To assess nociception and analgesic requirements during this period of sedation, a portable infrared pupillometer (Algiscan, IDMed, Marseille, France) was used to determine pupil reflex dilation during a protocol of tetanic stimulation (100 Hz) applied to the skin area innervated by the ulnar nerve of each forearm. The intensity of the electric stimulation was automatically stepwise increased by 10 mA every second, from 10 to 60 mA, until pupil size had increased by 13% compared with baseline. The maximum intensity value allowed the determination of a pupillary pain index score ranging from 1 (pupil reflex dilation <5% for 60 mA) to 9 (pupil reflex dilation >13% for 10 mA): the higher the pupillary pain index value, the higher the sensibility to nociception.

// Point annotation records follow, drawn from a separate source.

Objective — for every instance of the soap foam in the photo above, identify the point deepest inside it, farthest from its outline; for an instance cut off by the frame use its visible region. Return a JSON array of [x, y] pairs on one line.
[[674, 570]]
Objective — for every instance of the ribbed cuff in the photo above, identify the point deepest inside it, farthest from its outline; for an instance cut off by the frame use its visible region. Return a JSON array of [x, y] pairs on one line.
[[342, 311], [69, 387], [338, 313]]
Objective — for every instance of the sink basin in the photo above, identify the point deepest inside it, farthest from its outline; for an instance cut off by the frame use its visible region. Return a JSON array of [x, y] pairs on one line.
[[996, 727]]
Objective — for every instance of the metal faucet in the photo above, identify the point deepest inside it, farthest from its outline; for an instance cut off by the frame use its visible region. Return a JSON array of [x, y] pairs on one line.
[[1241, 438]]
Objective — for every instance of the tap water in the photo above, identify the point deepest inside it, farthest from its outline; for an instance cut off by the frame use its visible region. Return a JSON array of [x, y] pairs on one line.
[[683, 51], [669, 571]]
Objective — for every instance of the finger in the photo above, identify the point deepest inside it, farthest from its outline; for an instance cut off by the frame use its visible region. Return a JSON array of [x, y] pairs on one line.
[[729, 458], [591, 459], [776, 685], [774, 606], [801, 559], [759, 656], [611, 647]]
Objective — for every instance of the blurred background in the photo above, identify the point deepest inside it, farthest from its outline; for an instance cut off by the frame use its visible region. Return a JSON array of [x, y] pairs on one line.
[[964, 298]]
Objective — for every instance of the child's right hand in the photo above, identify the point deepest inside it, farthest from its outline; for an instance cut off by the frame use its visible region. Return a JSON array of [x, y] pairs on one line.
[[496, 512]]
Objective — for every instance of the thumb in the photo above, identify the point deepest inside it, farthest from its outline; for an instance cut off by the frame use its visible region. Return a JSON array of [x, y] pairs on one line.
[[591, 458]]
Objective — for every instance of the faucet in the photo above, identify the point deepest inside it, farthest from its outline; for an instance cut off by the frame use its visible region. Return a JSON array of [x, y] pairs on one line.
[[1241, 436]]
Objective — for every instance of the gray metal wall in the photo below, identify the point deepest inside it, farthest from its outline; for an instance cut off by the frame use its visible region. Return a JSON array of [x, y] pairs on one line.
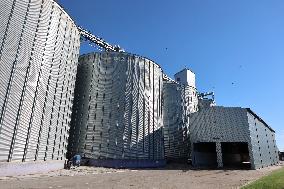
[[117, 110], [39, 46], [179, 102], [227, 124], [264, 149]]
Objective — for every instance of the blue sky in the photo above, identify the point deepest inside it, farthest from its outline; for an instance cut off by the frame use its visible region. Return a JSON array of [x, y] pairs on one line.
[[235, 47]]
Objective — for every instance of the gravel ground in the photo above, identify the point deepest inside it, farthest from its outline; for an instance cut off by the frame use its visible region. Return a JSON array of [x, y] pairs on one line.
[[173, 176]]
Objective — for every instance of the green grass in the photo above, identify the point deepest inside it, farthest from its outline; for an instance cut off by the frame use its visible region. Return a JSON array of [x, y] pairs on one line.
[[274, 180]]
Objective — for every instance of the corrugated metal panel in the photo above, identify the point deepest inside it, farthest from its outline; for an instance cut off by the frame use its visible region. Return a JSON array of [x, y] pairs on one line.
[[179, 102], [117, 108], [39, 52]]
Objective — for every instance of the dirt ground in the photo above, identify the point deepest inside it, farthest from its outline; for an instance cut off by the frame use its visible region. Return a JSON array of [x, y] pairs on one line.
[[173, 176]]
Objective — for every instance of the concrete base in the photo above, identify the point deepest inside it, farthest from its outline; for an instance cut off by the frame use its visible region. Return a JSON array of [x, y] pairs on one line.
[[24, 168], [124, 163]]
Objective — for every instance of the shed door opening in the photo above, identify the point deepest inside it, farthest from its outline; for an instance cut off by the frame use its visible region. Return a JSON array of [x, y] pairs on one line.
[[235, 155], [204, 154]]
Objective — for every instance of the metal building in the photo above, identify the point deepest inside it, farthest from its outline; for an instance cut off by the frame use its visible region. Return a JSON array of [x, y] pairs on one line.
[[231, 137], [117, 114], [179, 101], [39, 46]]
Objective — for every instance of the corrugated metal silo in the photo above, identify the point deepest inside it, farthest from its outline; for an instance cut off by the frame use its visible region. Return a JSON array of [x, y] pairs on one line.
[[39, 46], [179, 102], [117, 112]]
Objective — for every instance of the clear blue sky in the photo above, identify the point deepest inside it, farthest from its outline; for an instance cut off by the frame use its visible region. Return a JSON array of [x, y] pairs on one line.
[[235, 47]]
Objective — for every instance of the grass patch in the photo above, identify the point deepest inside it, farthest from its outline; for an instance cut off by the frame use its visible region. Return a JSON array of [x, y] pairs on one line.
[[274, 180]]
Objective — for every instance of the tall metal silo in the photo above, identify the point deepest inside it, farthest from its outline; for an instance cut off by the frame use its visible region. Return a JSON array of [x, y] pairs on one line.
[[117, 114], [180, 100], [39, 47]]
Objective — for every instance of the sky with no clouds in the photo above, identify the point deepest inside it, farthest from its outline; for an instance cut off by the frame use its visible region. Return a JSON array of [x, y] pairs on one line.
[[235, 48]]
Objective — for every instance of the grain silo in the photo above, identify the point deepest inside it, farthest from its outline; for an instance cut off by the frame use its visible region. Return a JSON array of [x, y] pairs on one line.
[[39, 46], [180, 100], [117, 114]]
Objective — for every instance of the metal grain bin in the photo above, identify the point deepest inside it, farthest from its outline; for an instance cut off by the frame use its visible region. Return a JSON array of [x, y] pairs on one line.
[[117, 112], [39, 46], [179, 102]]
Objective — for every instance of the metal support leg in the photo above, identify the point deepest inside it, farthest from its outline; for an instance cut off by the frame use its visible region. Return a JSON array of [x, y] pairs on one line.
[[219, 154]]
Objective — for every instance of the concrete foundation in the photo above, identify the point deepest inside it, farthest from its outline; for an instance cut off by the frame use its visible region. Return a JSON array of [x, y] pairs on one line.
[[121, 163], [24, 168]]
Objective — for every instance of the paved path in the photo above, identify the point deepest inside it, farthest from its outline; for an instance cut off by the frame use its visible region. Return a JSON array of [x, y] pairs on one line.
[[174, 176]]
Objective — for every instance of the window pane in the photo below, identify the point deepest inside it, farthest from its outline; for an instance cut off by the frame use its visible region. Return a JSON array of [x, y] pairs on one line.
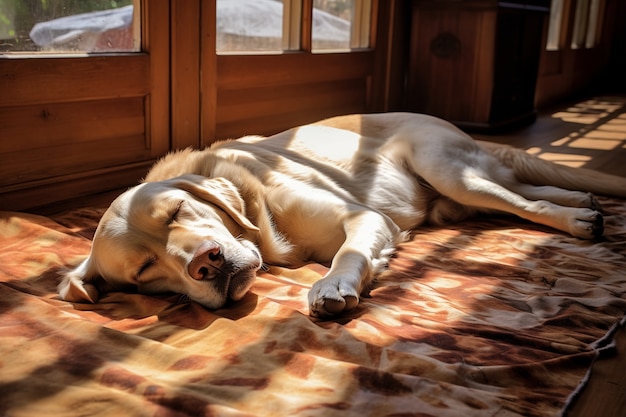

Pupillary measurements were performed at day 2 and 8 under continuous sedation. Results obtained for pupil reflex dilation during endotracheal suctioning and pupillary pain index showed no evidence of nociception at day 2 (Table 1). The clinical behavioural pain scale score during endotracheal suctioning was low (3). At day 8 however, the patient was more reactive during endotracheal suctioning, as reflected by pupil reflex dilation measurements and higher behavioural pain scale score (5) and the pupillary pain index values obtained from left and right ulnar stimulations were asymmetric (Table 1). Midazolam and sufentanil infusions were stopped at day 10 and the tracheal tube was removed at day 15. The patient was discharged from the ICU with a persistent left hemiplegia. A cranioplasty was performed at day 90 after stroke.
Evaluating nociception in noncommunicative patients in the ICU, while challenging, has been associated with positive outcomes such as a shorter duration of mechanical ventilation and length of ICU stay.4 However, behavioural clinical indicators of pain cannot be observed with accuracy in too sedated or paralysed patients or in patients with brain lesions. In this context, the use of quantitative infrared pupillometry in the ICU has led to some promising findings. The pupil reflex dilation of sedated patients in response to noxious procedures was of greater magnitude than their haemodynamic changes.